Les routes sont bombardées, les voies Decauville sont coupées.
Dans la forêt de Hesse, les obus à gaz tombent. Sur la droite, jusqu'à la Meuse, c'est une fournaise.
A quelques
kilomètres, Avocourt, Malancourt,
304, Mort-Homme ne sont que des incendies. Sur la butte il faut veiller. Les nerfs se tendent et les Allemands bombardent plus fort.
On ne peut
évoquer les nuits de veille sur Vauquois sans signaler, parmi tous ceux qui firent preuve de
courage durant les longues heures de quart, l'acte de bravoure du caporal Durand, de la 5e compagnie.
C'est une nuit
d'hiver. Durand est de quart avec son escouade. On
veille. Tout à coup, dans les fils de fer, un léger bruit se fait entendre.
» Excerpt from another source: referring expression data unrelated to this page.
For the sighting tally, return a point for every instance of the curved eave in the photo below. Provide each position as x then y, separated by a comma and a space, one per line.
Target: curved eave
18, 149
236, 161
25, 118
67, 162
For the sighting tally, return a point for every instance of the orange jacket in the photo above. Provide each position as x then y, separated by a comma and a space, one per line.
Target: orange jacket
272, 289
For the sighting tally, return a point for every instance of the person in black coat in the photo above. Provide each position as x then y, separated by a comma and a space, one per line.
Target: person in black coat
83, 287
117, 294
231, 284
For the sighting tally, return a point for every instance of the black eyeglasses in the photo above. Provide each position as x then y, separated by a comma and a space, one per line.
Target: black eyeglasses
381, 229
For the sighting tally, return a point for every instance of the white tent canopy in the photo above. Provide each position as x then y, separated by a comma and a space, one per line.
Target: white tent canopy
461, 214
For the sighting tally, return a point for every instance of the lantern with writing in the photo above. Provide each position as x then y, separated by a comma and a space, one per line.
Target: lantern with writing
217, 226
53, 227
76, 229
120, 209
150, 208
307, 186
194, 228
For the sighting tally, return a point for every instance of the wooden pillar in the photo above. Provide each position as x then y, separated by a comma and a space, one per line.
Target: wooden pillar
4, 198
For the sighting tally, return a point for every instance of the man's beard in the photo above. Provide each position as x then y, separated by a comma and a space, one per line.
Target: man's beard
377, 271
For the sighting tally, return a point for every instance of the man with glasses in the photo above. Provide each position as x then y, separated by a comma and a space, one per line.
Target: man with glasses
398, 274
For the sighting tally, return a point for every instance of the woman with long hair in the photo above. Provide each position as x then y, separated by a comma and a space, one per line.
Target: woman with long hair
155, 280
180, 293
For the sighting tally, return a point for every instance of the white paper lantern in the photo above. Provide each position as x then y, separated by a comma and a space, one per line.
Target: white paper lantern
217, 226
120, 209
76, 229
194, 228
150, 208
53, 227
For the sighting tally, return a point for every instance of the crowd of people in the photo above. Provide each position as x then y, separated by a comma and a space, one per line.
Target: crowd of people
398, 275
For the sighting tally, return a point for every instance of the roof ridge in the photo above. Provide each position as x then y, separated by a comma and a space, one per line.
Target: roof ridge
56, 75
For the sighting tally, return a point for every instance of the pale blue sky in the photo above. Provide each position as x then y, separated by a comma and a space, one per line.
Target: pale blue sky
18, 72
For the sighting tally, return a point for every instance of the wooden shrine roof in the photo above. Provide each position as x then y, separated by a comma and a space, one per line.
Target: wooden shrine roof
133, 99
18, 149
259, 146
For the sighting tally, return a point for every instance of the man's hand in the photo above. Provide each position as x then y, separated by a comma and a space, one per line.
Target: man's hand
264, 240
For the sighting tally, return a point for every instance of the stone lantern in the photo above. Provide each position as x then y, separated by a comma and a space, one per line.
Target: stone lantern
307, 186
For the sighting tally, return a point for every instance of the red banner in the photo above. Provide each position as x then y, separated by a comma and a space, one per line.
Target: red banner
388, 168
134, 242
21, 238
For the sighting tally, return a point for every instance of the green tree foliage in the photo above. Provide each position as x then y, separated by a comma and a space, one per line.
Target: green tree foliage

Aucune patrouille de chez nous n'est dehors. Ce ne peut être que l'ennemi. Aux créneaux, les fusils s'arment, prêts à faire feu sur la première ombre. Durand ne bronche pas. Résolument il enjambe le parapet et va vers le réseau
de fil de fer, son arme à
la main. Il aperçoit deux
hommes, ce sont des Boches. Seul, il se précipite sur ces ennemis qui, surpris, lâchent leurs armes et se rendent au courageux caporal.
Ces deux
prisonniers viennent à point pour donner des renseignements au commandement français.
En mars,
l'activité est plus intense. Une mine française explose et fait sauter les tranchées ennemies. Le 46e réussit à occuper la lèvre sud de l'entonnoir et installe un petit poste auprès de l'emplacement de l'église de Vauquois.
Mais, le 14
mai, l'ennemi prend sa revanche. Une mine chargée de plus de 60 tonnes
d'explosifs fait sauter le
saillant N.-O. de la Butte,
nous ensevelissant le peloton qui l'occupait. Un violent bombardement suit aussitôt. On croit à l'attaque et des pertes nous sont infligées ; les Allemands
n'attaquent pas ; notre barrage les cloue sur place. Autour de ce cratère de près de soixante
mètres de diamètre, des petits postes s'organisent. Cette mine coûte 120 hommes, presque tous tués.
Deux mois se
passent encore sur Vauquois.
Sous le
commandement des colonels Simon, Le Bouhelec et Jouinot, durant une année et demie, le 46e a occupé ce
secteur difficile,
devant un ennemi qui avait ses premières lignes à quelques mètres. Sur cette butte qu'il a conquise,
et où pendant des mois le même combat meurtrier s'est déroulé sans interruption sous le feu des « minenwerfers
» crachant leur mitraille, le régiment de LA TOUR D'AUVERGNE a écrit une belle page glorieuse.
Relevé en
juillet, le 46e est
emmené dans la région de Saint-Dizier et au camp de Mailly afin de se réentrainer et de s'initier aux nouvelles méthodes d'attaque.